Cook time20 minutes
- 3 6oz Pieces of Boneless Skinless Chicken Breast, cut into bite size pieces
- 4 Cloves of Garlic
- 3 Tbsp of Olive Oil
- 3 Tbsp of All Purpose Flour
- ½ cup of White Wine
- ¾ cup of Chicken Stock
- ¾ cup of Heavy Cream
- ½ cup of Freshly Grated Parmiggiano Reggiano
- 1 Bag of Baby Spinach, washed and dried
- 2 cups of Baby Cherry Tomatoes
- Salt and Pepper, to taste
- 12oz of Bow ties
- A few Leaves of Fresh Basil
1) Fill a large pot with water, sprinkle in some salt and bring to a boil.
2) In a large skillet, add the oil and preheat it over medium high heat.
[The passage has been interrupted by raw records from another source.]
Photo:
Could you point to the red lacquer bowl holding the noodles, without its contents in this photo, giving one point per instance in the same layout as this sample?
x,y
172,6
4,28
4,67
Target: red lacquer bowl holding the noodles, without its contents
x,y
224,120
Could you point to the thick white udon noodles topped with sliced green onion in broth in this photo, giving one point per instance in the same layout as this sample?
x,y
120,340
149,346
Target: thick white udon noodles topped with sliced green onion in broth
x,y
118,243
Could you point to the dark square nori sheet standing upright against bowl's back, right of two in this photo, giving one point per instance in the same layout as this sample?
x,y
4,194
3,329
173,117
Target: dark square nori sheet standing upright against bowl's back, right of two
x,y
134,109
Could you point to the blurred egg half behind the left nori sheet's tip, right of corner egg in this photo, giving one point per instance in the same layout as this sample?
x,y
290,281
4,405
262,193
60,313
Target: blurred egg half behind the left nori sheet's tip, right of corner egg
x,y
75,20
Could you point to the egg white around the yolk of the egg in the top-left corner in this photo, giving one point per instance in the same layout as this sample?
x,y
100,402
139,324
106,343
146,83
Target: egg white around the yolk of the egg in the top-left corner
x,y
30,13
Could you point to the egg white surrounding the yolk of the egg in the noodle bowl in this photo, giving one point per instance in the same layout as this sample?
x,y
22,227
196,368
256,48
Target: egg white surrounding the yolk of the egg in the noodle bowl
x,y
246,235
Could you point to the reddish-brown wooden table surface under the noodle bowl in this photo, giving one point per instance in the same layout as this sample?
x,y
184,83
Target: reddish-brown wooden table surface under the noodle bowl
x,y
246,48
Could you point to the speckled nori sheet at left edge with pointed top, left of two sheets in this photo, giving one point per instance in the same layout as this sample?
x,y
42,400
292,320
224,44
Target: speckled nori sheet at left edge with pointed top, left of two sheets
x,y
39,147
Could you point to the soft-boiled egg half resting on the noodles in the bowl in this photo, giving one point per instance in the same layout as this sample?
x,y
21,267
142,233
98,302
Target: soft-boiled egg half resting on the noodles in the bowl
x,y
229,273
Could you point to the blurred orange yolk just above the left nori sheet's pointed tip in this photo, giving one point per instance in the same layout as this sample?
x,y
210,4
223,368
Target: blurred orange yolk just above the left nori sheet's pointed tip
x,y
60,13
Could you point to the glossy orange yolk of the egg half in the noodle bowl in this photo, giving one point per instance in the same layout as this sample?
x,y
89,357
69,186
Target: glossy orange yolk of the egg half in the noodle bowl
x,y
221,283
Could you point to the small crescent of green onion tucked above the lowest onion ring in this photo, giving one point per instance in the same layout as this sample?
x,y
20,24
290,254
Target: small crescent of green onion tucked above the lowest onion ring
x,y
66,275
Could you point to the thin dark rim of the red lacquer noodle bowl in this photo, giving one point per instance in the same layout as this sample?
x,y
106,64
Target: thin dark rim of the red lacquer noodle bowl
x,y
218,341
3) Coat the chicken in the flour, salt and pepper and add it to the hot pan.
4) Allow the chicken to cook for about 7 to 8 minutes, stirring a few times to make sure it’s fully cooked on all sides. Add the pasta to the boiling water when the chicken is almost cooked through. Cook the pasta according to package instructions, drain well.
5) Remove from the skillet and place it onto a plate.
6) Add a little drizzle of olive oil and the garlic and allow the garlic to cook until it becomes fragrant.
7) Add the wine and let it reduce for 1 minute.
8) Add the chicken stock and let that reduce by half, should only take a couple minutes.
9) Add the spinach and tomatoes, cook the spinach until it wilts, about a minute, just make sure you stir constantly.
10) Add the heavy cream, let it bubble away for about 30 seconds until it thickens and season the whole thing with slat and pepper.
11) Add the chicken and cooked pasta along with the basil and parmesan cheese. Stir well and serve immediately!